Hacker News new | ask | show | jobs
by FirmwareBurner 383 days ago
No other engineering discipline has such a low barrier to entry where everyone can self tech themselves at home almost everything people that go through the higher education pipeline can, and then extra on top due to how fast the industry evolves, where even having a degree might not make you qualified for a job today. In no other engineering discipline is all the tooling FOSS.

So the PRO is that anyone can become a SW engineer, but the CON is that when anyone can become a SW engineer you're competing with soo many people on an even playing field that weeding out the wheat from the chaff is tricky and no company had the perfect solution because it doesn't exist.

What other engineering profession things change so fast that tools from ~20 years ago (C, PHP, Perl, etc) are not useful on the job market anymore? What other engineering profession gets hundreds/thousands of applicants per open position? What other engineering profession has such a lack of standardization that every company works completely different, with different tools and different processes to ultimately do the same thing?

In most other traditional engineering disciplines it's not just the university degree or credential that matters to getting in, but a lot of critical knowledge can only be gained from mentoring and learning at the job from graybeards of the industry, knowledge you'll never get if you try to teach yourself, even if technically all the relevant courses and information is freely available online. Not to mention that in a lot of engineering professions the tooling is specialized, non-FOSS and very $$$, so your only chance of touching it is at university or a company who will pay you to get certified in that tooling.

1 comments

How many 100% self taught, no prior experience people are applying to these positions and are accepted for interviews? Obviously that number is extremely low especially given the last couple of years.

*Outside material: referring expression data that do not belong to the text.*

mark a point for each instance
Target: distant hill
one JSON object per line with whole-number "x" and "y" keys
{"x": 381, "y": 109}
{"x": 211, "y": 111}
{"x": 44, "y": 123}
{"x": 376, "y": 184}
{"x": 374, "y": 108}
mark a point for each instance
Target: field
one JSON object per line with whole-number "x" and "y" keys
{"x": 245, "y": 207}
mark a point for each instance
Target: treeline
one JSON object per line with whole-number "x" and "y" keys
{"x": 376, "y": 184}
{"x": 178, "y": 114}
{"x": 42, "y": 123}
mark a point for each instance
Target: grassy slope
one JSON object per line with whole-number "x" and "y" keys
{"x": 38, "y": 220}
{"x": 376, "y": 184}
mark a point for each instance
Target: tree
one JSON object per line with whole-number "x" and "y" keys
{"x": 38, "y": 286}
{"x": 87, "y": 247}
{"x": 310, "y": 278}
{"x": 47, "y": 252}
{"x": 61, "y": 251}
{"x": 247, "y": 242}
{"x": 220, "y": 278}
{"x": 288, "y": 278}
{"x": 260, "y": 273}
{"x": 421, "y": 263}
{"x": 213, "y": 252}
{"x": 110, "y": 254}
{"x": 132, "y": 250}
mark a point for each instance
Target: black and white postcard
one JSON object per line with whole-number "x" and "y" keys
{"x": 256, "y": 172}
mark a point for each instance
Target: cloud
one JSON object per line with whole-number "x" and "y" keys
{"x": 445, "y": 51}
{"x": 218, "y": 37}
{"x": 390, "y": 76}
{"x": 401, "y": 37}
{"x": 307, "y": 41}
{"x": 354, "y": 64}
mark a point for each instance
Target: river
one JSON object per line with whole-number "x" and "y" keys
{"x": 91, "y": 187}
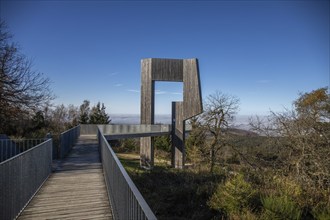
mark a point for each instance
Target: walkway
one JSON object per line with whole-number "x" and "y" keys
{"x": 76, "y": 190}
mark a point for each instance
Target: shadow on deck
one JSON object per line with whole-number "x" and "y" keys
{"x": 76, "y": 189}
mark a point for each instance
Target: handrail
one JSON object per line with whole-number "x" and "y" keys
{"x": 22, "y": 176}
{"x": 68, "y": 139}
{"x": 126, "y": 200}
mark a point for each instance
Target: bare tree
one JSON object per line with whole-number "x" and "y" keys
{"x": 305, "y": 137}
{"x": 22, "y": 89}
{"x": 220, "y": 110}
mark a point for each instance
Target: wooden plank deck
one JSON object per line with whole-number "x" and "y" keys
{"x": 76, "y": 190}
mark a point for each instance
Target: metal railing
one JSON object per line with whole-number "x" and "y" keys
{"x": 126, "y": 200}
{"x": 88, "y": 129}
{"x": 67, "y": 140}
{"x": 21, "y": 177}
{"x": 11, "y": 147}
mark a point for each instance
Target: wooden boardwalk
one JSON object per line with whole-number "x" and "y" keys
{"x": 76, "y": 190}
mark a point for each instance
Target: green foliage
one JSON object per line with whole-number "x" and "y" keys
{"x": 280, "y": 207}
{"x": 163, "y": 143}
{"x": 236, "y": 196}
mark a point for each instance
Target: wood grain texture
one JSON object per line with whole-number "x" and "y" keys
{"x": 76, "y": 190}
{"x": 178, "y": 70}
{"x": 178, "y": 150}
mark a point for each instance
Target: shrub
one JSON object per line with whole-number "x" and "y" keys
{"x": 280, "y": 207}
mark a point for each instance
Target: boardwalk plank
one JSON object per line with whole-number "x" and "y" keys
{"x": 76, "y": 190}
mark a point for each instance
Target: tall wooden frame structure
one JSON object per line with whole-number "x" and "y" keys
{"x": 173, "y": 70}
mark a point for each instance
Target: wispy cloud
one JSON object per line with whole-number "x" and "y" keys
{"x": 176, "y": 93}
{"x": 263, "y": 81}
{"x": 113, "y": 73}
{"x": 133, "y": 90}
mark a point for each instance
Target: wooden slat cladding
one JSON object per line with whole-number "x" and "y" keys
{"x": 192, "y": 97}
{"x": 173, "y": 70}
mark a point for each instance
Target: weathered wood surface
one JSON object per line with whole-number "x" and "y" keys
{"x": 76, "y": 190}
{"x": 175, "y": 70}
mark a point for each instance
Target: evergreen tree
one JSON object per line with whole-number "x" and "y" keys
{"x": 98, "y": 115}
{"x": 84, "y": 112}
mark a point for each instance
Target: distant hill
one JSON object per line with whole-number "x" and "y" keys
{"x": 242, "y": 132}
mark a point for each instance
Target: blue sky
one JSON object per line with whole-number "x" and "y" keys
{"x": 264, "y": 52}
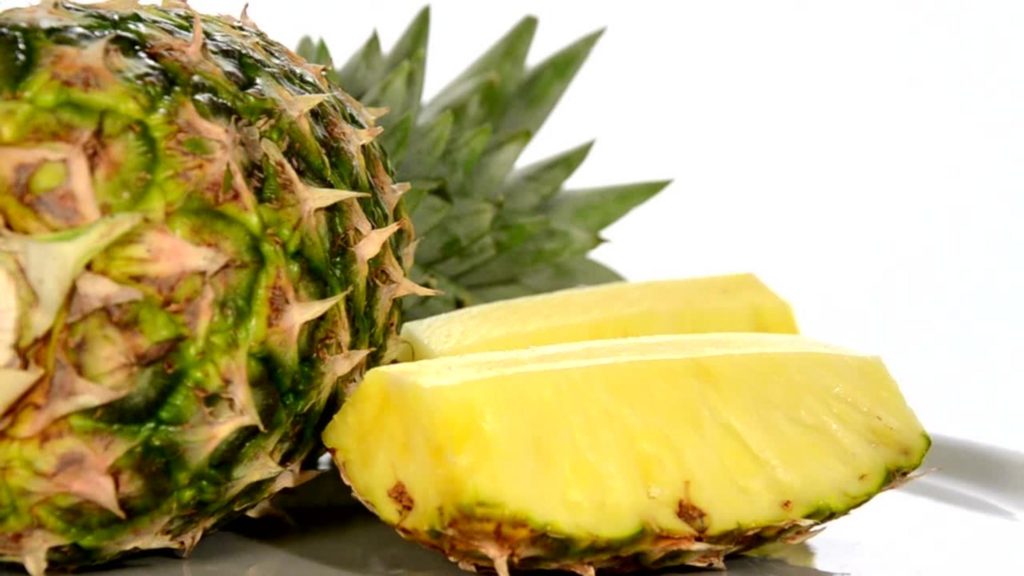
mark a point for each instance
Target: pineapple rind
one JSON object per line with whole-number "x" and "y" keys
{"x": 625, "y": 454}
{"x": 185, "y": 366}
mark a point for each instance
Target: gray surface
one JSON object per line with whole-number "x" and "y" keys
{"x": 964, "y": 517}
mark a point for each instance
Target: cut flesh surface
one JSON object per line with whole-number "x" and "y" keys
{"x": 714, "y": 442}
{"x": 722, "y": 303}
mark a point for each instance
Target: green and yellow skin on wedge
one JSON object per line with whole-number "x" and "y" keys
{"x": 624, "y": 454}
{"x": 200, "y": 244}
{"x": 616, "y": 310}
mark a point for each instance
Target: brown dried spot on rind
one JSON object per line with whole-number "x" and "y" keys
{"x": 692, "y": 516}
{"x": 401, "y": 498}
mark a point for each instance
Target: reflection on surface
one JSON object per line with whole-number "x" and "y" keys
{"x": 924, "y": 528}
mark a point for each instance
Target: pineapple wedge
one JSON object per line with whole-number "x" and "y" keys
{"x": 631, "y": 453}
{"x": 721, "y": 303}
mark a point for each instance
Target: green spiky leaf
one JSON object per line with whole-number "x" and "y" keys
{"x": 534, "y": 184}
{"x": 544, "y": 86}
{"x": 486, "y": 229}
{"x": 594, "y": 209}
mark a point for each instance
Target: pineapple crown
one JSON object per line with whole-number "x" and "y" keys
{"x": 488, "y": 230}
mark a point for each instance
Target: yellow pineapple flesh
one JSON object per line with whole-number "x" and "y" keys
{"x": 722, "y": 303}
{"x": 639, "y": 452}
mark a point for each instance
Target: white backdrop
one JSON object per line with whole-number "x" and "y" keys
{"x": 865, "y": 159}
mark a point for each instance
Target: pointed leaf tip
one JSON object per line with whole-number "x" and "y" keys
{"x": 595, "y": 209}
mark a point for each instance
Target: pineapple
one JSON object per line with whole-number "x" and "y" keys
{"x": 200, "y": 243}
{"x": 624, "y": 454}
{"x": 723, "y": 303}
{"x": 485, "y": 231}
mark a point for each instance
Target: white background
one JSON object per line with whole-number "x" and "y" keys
{"x": 865, "y": 159}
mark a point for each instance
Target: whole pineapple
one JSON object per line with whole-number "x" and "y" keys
{"x": 200, "y": 242}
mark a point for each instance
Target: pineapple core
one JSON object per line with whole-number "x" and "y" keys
{"x": 712, "y": 443}
{"x": 722, "y": 303}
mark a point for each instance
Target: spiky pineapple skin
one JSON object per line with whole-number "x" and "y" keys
{"x": 225, "y": 280}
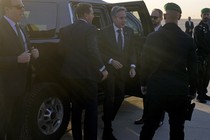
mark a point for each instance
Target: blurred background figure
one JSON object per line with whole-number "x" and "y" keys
{"x": 189, "y": 25}
{"x": 202, "y": 41}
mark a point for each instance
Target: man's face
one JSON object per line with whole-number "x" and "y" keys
{"x": 156, "y": 18}
{"x": 89, "y": 17}
{"x": 120, "y": 19}
{"x": 205, "y": 17}
{"x": 15, "y": 11}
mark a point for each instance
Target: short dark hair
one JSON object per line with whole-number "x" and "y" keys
{"x": 83, "y": 8}
{"x": 159, "y": 11}
{"x": 117, "y": 9}
{"x": 3, "y": 4}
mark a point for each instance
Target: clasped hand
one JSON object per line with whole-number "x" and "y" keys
{"x": 25, "y": 57}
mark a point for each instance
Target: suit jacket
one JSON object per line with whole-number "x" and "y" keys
{"x": 109, "y": 49}
{"x": 13, "y": 75}
{"x": 188, "y": 26}
{"x": 168, "y": 63}
{"x": 79, "y": 49}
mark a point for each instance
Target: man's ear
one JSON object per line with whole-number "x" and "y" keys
{"x": 164, "y": 16}
{"x": 179, "y": 17}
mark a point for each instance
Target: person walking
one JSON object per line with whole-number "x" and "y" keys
{"x": 16, "y": 55}
{"x": 202, "y": 41}
{"x": 157, "y": 17}
{"x": 189, "y": 26}
{"x": 82, "y": 70}
{"x": 119, "y": 55}
{"x": 168, "y": 68}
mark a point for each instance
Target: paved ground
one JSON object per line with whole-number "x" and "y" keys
{"x": 124, "y": 129}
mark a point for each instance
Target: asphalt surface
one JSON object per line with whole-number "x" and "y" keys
{"x": 125, "y": 129}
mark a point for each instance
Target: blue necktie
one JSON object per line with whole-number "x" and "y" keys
{"x": 119, "y": 42}
{"x": 20, "y": 37}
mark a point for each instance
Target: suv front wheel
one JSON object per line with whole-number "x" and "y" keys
{"x": 46, "y": 113}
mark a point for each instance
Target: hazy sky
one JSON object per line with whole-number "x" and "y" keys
{"x": 189, "y": 7}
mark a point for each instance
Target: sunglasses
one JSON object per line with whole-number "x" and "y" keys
{"x": 154, "y": 17}
{"x": 18, "y": 7}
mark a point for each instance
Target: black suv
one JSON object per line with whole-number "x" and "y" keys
{"x": 47, "y": 107}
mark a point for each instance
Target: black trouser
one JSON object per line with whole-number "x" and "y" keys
{"x": 175, "y": 105}
{"x": 203, "y": 76}
{"x": 114, "y": 96}
{"x": 145, "y": 110}
{"x": 11, "y": 117}
{"x": 83, "y": 94}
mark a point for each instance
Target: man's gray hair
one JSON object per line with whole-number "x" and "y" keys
{"x": 117, "y": 9}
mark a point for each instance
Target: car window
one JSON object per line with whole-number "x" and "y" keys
{"x": 134, "y": 24}
{"x": 39, "y": 22}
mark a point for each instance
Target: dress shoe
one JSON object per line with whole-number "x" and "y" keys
{"x": 201, "y": 99}
{"x": 160, "y": 123}
{"x": 206, "y": 97}
{"x": 108, "y": 136}
{"x": 139, "y": 121}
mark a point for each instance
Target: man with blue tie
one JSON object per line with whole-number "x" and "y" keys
{"x": 118, "y": 52}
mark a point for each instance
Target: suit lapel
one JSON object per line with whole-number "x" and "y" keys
{"x": 112, "y": 37}
{"x": 11, "y": 33}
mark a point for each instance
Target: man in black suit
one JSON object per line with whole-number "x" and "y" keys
{"x": 168, "y": 67}
{"x": 15, "y": 57}
{"x": 189, "y": 26}
{"x": 202, "y": 41}
{"x": 82, "y": 69}
{"x": 156, "y": 17}
{"x": 116, "y": 45}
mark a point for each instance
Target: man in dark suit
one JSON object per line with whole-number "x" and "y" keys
{"x": 82, "y": 69}
{"x": 189, "y": 26}
{"x": 116, "y": 45}
{"x": 15, "y": 57}
{"x": 156, "y": 17}
{"x": 202, "y": 41}
{"x": 168, "y": 67}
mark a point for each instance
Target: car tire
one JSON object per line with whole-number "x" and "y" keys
{"x": 47, "y": 113}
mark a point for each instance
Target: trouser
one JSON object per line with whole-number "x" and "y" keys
{"x": 114, "y": 96}
{"x": 203, "y": 76}
{"x": 11, "y": 117}
{"x": 176, "y": 108}
{"x": 83, "y": 94}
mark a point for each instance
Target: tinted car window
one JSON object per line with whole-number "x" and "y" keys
{"x": 136, "y": 26}
{"x": 39, "y": 22}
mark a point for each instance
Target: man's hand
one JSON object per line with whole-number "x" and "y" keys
{"x": 117, "y": 65}
{"x": 132, "y": 72}
{"x": 105, "y": 74}
{"x": 34, "y": 52}
{"x": 143, "y": 90}
{"x": 25, "y": 57}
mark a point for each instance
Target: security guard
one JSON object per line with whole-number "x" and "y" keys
{"x": 168, "y": 62}
{"x": 202, "y": 40}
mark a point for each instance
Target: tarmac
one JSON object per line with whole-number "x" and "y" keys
{"x": 125, "y": 129}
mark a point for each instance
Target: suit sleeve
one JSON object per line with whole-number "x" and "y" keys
{"x": 92, "y": 46}
{"x": 201, "y": 41}
{"x": 132, "y": 49}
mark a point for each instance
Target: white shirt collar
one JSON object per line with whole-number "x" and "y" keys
{"x": 157, "y": 27}
{"x": 12, "y": 23}
{"x": 116, "y": 28}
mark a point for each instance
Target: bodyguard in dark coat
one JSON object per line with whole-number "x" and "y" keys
{"x": 189, "y": 26}
{"x": 15, "y": 57}
{"x": 202, "y": 41}
{"x": 82, "y": 69}
{"x": 118, "y": 51}
{"x": 168, "y": 65}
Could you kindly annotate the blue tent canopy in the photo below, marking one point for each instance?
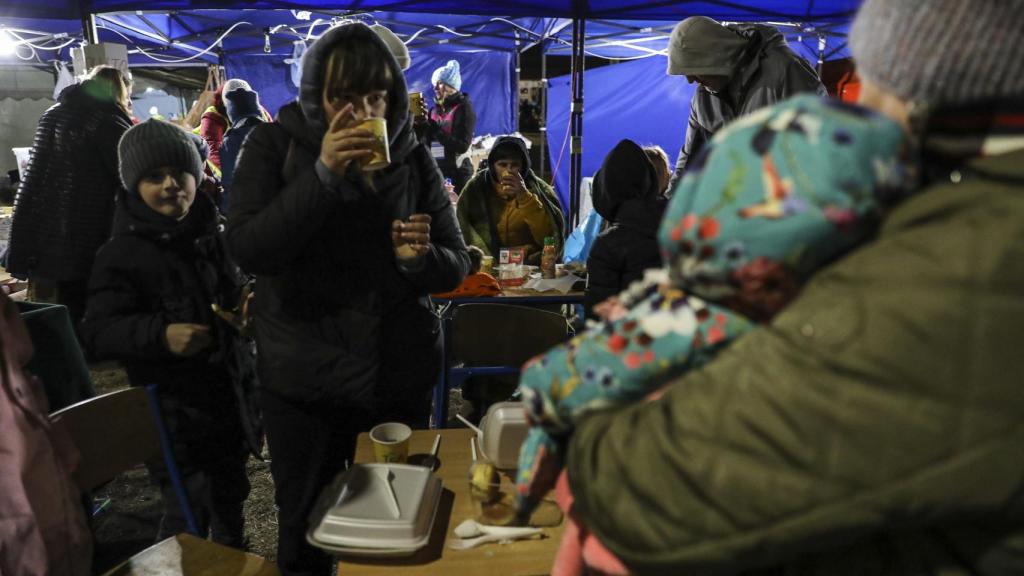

Having a process which only exist for the 1% of least likely candidates is absurd. Even if you wanted to give these people w chance, obviously you don't need to subject the 99% of people to the same process. What is the point of asking a CS graduate with 5 years industry experience some brain teaser questions? There is literally no point, it tells you exactly zero about the candidate.

Also, you can self teach everything in most engineering disciplines. What part of Electrical engineering or mechanical engineering requires a substantial financial investment or has things you could only learn in a university?

Sir, this is a Show HN.
And therefore you aren't allowed to criticize it?

If what you are making is built upon a joke of a premise that should be criticized.

You are allowed to criticize it but you can't fulminate and you can't go on some generic tangent, just like pretty much always? It's both in the Show HN thing https://news.ycombinator.com/showhn.html and the site thing https://news.ycombinator.com/newsguidelines.html
How is criticizing the premise of something a "generic tangent"? If the premise behind something is bad the whole thing is bad.

Evaluating something obviously needs to account for the context it exists in. In fact talking about this particular Show HN is impossible without implicitly or explicitly taking a position on the hiring process. If the current hiring practices were good, having resources to succeed in them would be beneficial and praise worthy. Otherwise they only help to strengthen a broken process, although obviously it might be beneficial to individuals to game that process (which further demonstrates the problems with that process).

I don't see how you even could substantively talk about this post without evaluating the hiring practices it presupposes.

If the premise behind something is bad the whole thing is bad.

Then find a thread where the premise is being discussed, if that's how you feel, or write your own post about the faults of the premise. "The premise of your whole thing is invalid" is not something you can grumpdump on someone showing their work. The, well, premise of Show HN is people showcasing their work specifically - it's not an invitation for everyone to express their views on general things they dislike.